By Mike Pietig, vice president of healthcare experience, Avtex.

Mike Pietig

Communication is core to delivering exceptional patient experiences every day. In the midst of the COVID-19 crisis, and as patients and their providers slowly move forward, communication is as critical as ever.

Now is the time for providers to review how they’ve traditionally communicated with patients and what adjustments can be made to improve communications in the future. The deferring and cancelation of elective services has resulted in millions of lost revenue, putting even tighter constraints on marketing budgets, so a communications review is imperative.

An alarming 81% of consumers are unsatisfied with their healthcare experience, according to recent research by Prophet.
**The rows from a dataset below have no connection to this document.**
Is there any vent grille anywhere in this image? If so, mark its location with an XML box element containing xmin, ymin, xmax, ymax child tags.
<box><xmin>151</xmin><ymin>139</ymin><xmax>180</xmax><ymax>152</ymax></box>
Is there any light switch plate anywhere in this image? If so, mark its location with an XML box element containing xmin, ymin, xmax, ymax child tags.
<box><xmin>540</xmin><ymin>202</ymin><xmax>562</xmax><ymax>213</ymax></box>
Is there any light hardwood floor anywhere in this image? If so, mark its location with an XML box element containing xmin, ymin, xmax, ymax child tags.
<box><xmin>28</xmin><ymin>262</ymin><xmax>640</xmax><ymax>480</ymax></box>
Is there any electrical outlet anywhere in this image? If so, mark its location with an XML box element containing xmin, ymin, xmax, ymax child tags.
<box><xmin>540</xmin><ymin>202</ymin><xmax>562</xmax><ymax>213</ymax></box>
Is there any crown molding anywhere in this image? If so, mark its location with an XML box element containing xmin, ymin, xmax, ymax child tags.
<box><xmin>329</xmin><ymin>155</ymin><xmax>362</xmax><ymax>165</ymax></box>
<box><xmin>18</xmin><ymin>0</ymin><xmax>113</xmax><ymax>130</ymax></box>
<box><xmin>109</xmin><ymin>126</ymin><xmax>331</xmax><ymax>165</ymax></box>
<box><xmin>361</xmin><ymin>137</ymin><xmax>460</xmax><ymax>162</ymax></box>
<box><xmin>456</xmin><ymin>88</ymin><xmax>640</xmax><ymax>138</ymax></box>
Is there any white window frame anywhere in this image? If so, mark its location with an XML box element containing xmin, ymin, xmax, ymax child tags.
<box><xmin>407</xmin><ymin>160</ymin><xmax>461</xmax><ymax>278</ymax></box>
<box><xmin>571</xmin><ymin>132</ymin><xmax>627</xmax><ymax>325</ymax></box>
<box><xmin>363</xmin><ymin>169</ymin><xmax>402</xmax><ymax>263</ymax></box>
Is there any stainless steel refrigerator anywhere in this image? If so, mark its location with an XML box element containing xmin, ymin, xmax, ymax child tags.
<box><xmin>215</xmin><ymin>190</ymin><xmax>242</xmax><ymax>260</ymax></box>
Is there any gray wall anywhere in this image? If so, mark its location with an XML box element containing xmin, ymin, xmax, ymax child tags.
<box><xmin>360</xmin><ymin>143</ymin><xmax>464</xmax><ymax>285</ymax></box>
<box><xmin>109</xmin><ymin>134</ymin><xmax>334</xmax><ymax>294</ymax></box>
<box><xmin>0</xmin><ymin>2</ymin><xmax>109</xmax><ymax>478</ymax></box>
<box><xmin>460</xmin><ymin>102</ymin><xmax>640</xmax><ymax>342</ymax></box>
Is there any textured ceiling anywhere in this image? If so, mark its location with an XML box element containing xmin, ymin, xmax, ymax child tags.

When providers enhance communication as part of the patient experience (PX), the outcomes include improved patent retention, new patient acquisition, increased utilization of health system services, and more.

Well-planned and personalized communication ranks highest in importance in the patient experience, by the patients themselves. More effective communication increases patient engagement opportunities, reduces the volume of incoming calls that the organization is receiving (which helps staff focus on the highest priority items and the most critical patients), and lowers the cost to serve patients and maximize resource utilization, which is especially important now, given COVID has put intense strain on providers’ resources and finances.

To survive and thrive in the new norm, it’s time for providers to modernize their communications approach.

Learn the patients’ communication channel of choice.

Historically in healthcare, outreach has been focused on billboards, direct mail and tv/radio ads as the main communication channels in between face-to-face visits. These marketing blasts are nearly impossible to track for return on investment and do nothing for patient retention. Patients live in a digital world and expect digital outreach.